Après l’avoir promis en campagne électorale, l’administration Braun vient d’annoncer que la délivrance de certains permis de construction sera bientôt accélérée.
Tout dossier approuvé de manière favorable (sans réserves) par le Comité consultatif d’urbanisme d’Outremont (CCU) pourra obtenir un permis directement, sans attendre l’aval du conseil. PHOTO JOURNAL D’OUTREMONT Les élues d’Outremont ont adopté un projet de règlement à cet effet lors du conseil du mois de mars. En résumé : tout dossier approuvé de manière favorable (sans réserves) par le Comité consultatif d’urbanisme d’Outremont (CCU) pourra obtenir un permis directement, sans attendre l’aval du conseil.

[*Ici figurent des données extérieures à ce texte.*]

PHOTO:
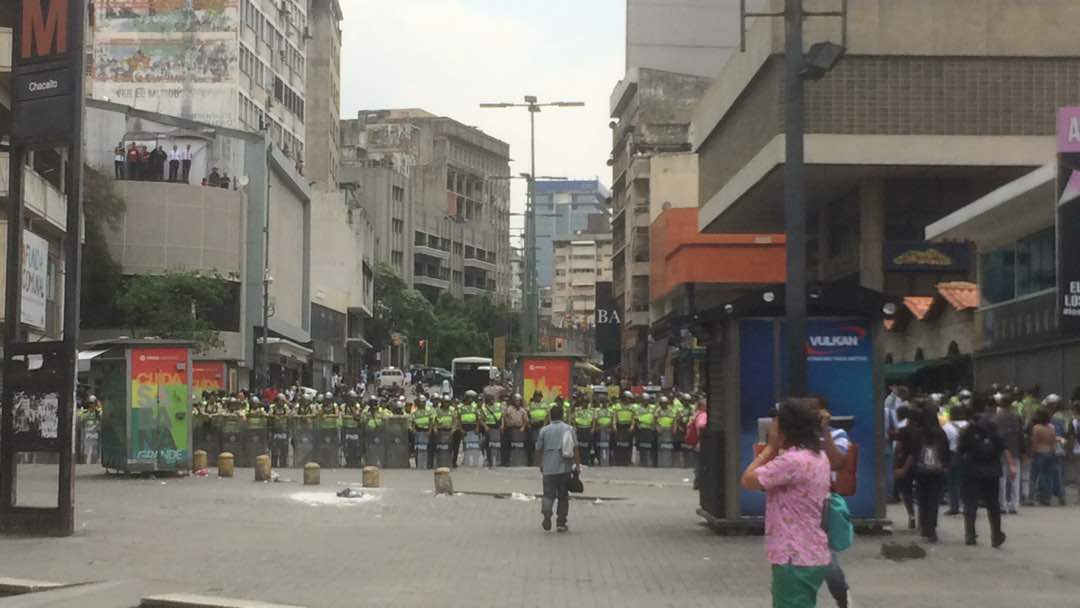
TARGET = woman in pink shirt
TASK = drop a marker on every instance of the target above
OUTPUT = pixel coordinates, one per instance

Or, le dossier sera « quand même déposé en ordonnance au conseil pour qu’il y ait une forme de transparence », a indiqué la mairesse d’Outremont, Caroline Braun.
Pour ce qui est des dossiers approuvés avec réserves, et ceux refusés, la manière de faire ne changera pas. « Pour permettre aux citoyens de contester la décision du CCU », les dossiers passeront toujours au conseil, a-t-elle affirmé.
Ce changement a pour but de « gagner en efficacité et réduire la bureaucratie », a dit la conseillère d’arrondissement, Amélie Cliche. Selon elle, l’attente pour l’obtention d’un permis pourrait ainsi être écourtée de trois à cinq semaines.
Un nouveau pouvoir d’inspection sur le domaine privé
Un projet de règlement concernant le droit de visite et d’inspection a aussi été adopté début mars. Selon la mairesse d’Outremont, Caroline Braun, il s’agit d’un « nouveau pouvoir spécial d’inspection » que se dote l’arrondissement pour mieux assurer le respect de la réglementation sur son territoire.
C’était aussi l’un de nos engagements électoraux que l’on avait pris, a rappelé la mairesse. « On a du chemin à faire, ça va prendre beaucoup de travail » et « du temps », a-t-elle reconnu. Mais avec ce « pouvoir supplémentaire », « on va être en meilleure posture pour faire des inspections sur le domaine privé », a-t-elle soutenu.
Le projet de règlement en matière d’inspection stipule que « tout propriétaire ou occupant du lieu visité doit laisser pénétrer le fonctionnaire ou employé, communiquer tout renseignement qu’il requiert relativement à l’application des règlements et ne doit nuire d'aucune manière à l'exercice de ses fonctions ».
Quiconque contrevient à ces dispositions est passible d’amendes allant de 1000 $ à 4000 $, peut-on lire dans le sommaire décisionnel.